Traditional gene expression analysis involved profiling whole cell populations and averaging measurements across those populations. Today, however, it is possible to study cells at single-cell resolution, which has opened up new possibilities in terms of understanding cells on an individual level.


Single-cell analysis in neurological disease

Even within a single brain region, there is significant variation between the morphology, connectivity and electrophysical properties of individual neurons. A key step towards understanding the basic components of the nervous system is systematic classification of individual neurons. For cells to be classified on a molecular basis, gene expression must be assessed at single-cell resolution.

Neurological diseases such as Alzheimer’s are often too complex for researchers to be able to develop effective treatments, due to the heterogeneity of the neurons underlying the disease. Using single-cell tool kits, researchers can study heterogeneity within cell populations, single out rare cells, study interactions between diverse cell types and improve their understanding of how such interactions are relevant to health and disease states.

Cell isolation and capture

Several techniques are available for isolating and capturing cells for single-cell analysis, including manual or automated micropipetting, laser capture microdissection, fluorescence-activated cell sorting (FACS) and microdroplet devices. Another example is microfluidic platforms, which not only enable single-cell capture, but also automation of certain downstream biochemical reactions. Future development of microfluidics technology will lead to ever greater increases in the throughput of microfluidic cell capture and the isolation of single cells.
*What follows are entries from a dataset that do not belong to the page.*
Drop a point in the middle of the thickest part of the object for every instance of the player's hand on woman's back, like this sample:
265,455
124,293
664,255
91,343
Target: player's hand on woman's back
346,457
One type of microfluidics technology, namely microengraving, enables multiple secreted analytes to be quantified, by culturing cells in a dense array of nanowells.
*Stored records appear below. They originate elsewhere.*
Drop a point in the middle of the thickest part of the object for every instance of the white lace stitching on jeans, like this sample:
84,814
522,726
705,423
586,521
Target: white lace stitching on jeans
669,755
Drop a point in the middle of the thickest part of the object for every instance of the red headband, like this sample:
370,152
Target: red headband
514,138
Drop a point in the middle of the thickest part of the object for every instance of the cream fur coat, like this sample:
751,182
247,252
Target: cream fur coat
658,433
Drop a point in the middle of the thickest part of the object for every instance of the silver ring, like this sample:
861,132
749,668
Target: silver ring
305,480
In a study by Tracy Young-Pearse and colleagues (2016), the team adapted microengraving to create a new technology that can, for the first time, detect secreted analytes that are relevant to Alzheimer’s disease. Secreted factors are known to play an important role in both healthy and pathological processes, across all types of body tissue. Using their new technique, the researchers were able to uncover the dynamic range of secretion profiles of the analytes from single, living human neurons and astrocytes. They identified subpopulations of these cells that secrete the analytes in high concentrations and then molecularly characterized them using immunostaining and RNA sequencing (RNA-seq).

RNA-seq development

RNA-seq is a recently developed high-throughput technique for gene expression analysis. Although RNA-seq has clear advantages over previous techniques, capturing rare dynamic processes, such as adult neurogenesis, can be challenging, since isolating rare neurons is difficult and there are limited markers for each phase.
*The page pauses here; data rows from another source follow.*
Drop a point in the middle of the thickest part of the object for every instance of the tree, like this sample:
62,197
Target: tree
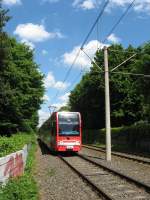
21,87
88,95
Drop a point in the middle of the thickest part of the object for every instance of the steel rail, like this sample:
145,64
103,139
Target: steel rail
118,173
101,193
129,157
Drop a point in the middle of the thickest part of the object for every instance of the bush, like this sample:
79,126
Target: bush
24,187
14,143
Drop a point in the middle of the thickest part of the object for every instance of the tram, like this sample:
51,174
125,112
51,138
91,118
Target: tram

In a paper by Naomi Habib and Yinqing Li (2016), the researchers report on their new method for studying rare cell types in the brain. The technique combines the sequencing of RNA from isolated nuclei (sNuc-Seq) with tagging of regenerating cells (Div-Seq). Habib and Li stress that targeted and effective therapies can only be developed once it is possible to achieve a full atlas of every type of neuron at single-cell resolution and establish exactly which cells are causing the disease.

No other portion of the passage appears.